Both of the projects were in the textile, dying and garment sector, including a $200 million project registered by an investor from Hong Kong and another registered by an investor from South Korea.
Da Nang City has one of the most beautiful beaches in the planet, is focusing on developing a tourism industry and is targeting sustainable development. It has decided to attract only projects using high and clean technologies.
Da Nang is not alone. Ba Ria-Vung Tau and Dong Nai also announced they are not encouraging projects in labor-intensive and polluting industries.

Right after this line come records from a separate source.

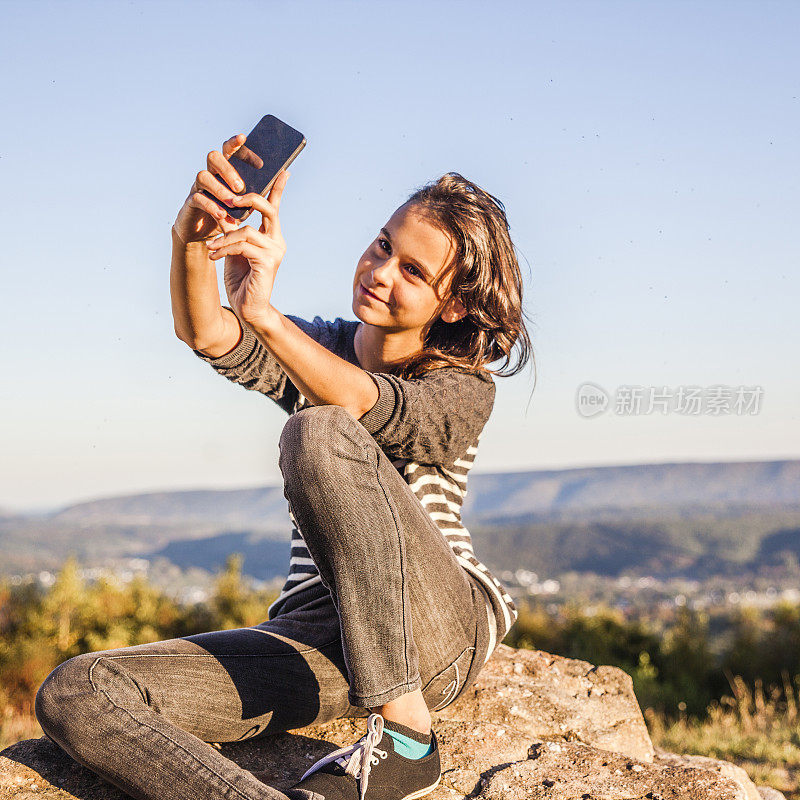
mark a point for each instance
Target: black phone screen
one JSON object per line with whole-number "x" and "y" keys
{"x": 270, "y": 147}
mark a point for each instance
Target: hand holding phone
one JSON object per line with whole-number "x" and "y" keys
{"x": 238, "y": 169}
{"x": 267, "y": 150}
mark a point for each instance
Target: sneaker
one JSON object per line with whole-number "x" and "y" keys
{"x": 370, "y": 770}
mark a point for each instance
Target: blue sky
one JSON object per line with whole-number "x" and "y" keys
{"x": 646, "y": 153}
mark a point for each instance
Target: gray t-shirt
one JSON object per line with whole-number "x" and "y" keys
{"x": 429, "y": 427}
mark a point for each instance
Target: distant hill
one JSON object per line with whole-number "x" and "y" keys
{"x": 686, "y": 518}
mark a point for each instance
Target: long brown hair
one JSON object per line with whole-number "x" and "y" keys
{"x": 485, "y": 278}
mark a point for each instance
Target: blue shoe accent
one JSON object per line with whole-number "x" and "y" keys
{"x": 407, "y": 747}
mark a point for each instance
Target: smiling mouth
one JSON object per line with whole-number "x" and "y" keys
{"x": 369, "y": 293}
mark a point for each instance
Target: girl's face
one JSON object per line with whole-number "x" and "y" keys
{"x": 393, "y": 285}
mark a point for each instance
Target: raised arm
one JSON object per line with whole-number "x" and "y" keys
{"x": 199, "y": 318}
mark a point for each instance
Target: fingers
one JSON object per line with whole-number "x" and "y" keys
{"x": 268, "y": 207}
{"x": 233, "y": 144}
{"x": 276, "y": 192}
{"x": 216, "y": 162}
{"x": 249, "y": 157}
{"x": 205, "y": 180}
{"x": 225, "y": 245}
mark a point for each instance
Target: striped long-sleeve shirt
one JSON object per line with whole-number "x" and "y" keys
{"x": 429, "y": 427}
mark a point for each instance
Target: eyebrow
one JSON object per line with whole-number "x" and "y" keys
{"x": 412, "y": 260}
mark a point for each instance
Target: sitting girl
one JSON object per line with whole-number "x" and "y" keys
{"x": 386, "y": 611}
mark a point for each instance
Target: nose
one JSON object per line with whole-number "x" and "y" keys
{"x": 382, "y": 272}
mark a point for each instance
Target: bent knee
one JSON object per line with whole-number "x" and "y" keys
{"x": 59, "y": 697}
{"x": 313, "y": 433}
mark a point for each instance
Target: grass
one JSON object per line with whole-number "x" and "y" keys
{"x": 754, "y": 728}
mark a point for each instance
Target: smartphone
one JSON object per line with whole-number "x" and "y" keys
{"x": 269, "y": 148}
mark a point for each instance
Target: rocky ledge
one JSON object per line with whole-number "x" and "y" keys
{"x": 533, "y": 726}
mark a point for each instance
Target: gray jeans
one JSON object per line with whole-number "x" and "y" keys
{"x": 395, "y": 612}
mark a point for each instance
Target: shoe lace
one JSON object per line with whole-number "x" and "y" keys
{"x": 359, "y": 758}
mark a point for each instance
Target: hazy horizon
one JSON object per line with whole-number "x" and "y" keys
{"x": 646, "y": 155}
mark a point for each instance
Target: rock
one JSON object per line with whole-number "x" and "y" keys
{"x": 722, "y": 767}
{"x": 533, "y": 725}
{"x": 566, "y": 771}
{"x": 770, "y": 794}
{"x": 550, "y": 697}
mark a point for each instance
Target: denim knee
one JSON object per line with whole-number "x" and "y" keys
{"x": 317, "y": 440}
{"x": 63, "y": 699}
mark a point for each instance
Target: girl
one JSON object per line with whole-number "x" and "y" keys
{"x": 386, "y": 611}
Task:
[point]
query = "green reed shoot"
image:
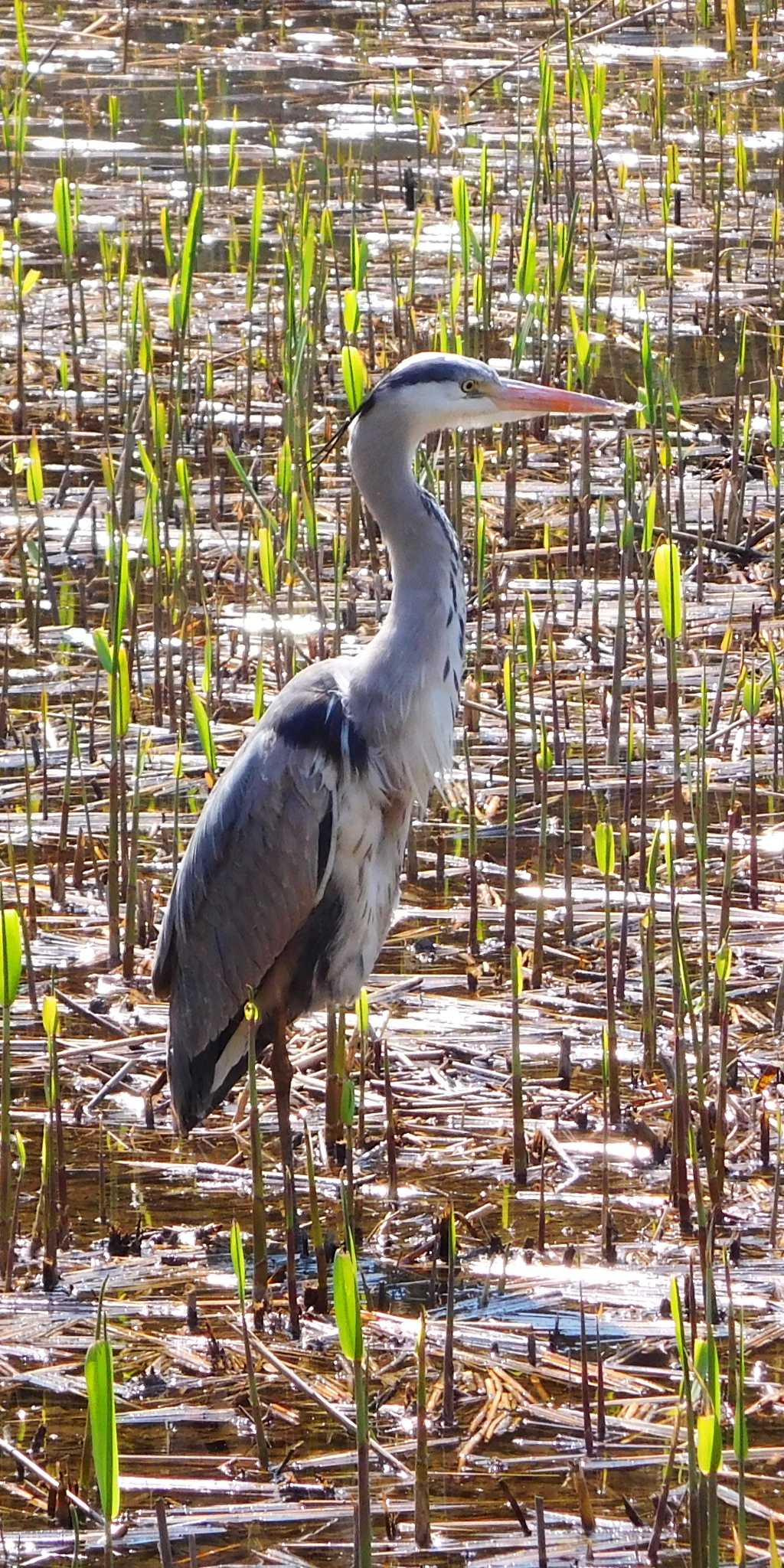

Even Hai Duong, a northern province does not have big advantages to attract investors yet has decided to stop licensing projects in six business fields, including dyeing and textiles.
While admitting that local authorities have every reason to refuse dyeing and textile projects, some analysts have expressed their worries about the implementation of Vietnam’s plan on developing the textile & garment industry to take full advantage of the TPP (Trans Pacific Partnership) Agreement.
HCM City, Binh Duong and Dong Nai provinces were the first three localities which stated that they would not encourage dyeing and textile investment projects, which may cause pollution to the local environment. However, a local newspaper quoting sources saying that the local authorities are now rethinking their decisions.
Dong Nai provincial authorities have listed dyeing & textile as conditional business field, while the investment projects in the field will be licensed if investors can satisfy the requirements on waste treatment.
Binh Duong will also consider licensing dyeing & textile projects because it has developed a large industrial zone with good infrastructure ready to receive investments.
In HCM City, according to Tran Viet Ha from the HCM City Industrial Zone (IZ) and Export Processing Zone Management Board (Hepza), the agency has instructed some IZs such as Dong Nam and Hiep Phuoc to receive key textile and garment projects.
However, Ha emphasized that Hepza only accepts large-scale projects using modern technologies, not garment outsourcing.
The city’s authorities predict that the global textile and garment market will grow rapidly. Meanwhile, the TPP trade agreement will bring opportunities to develop Vietnam’s textile and garment industry.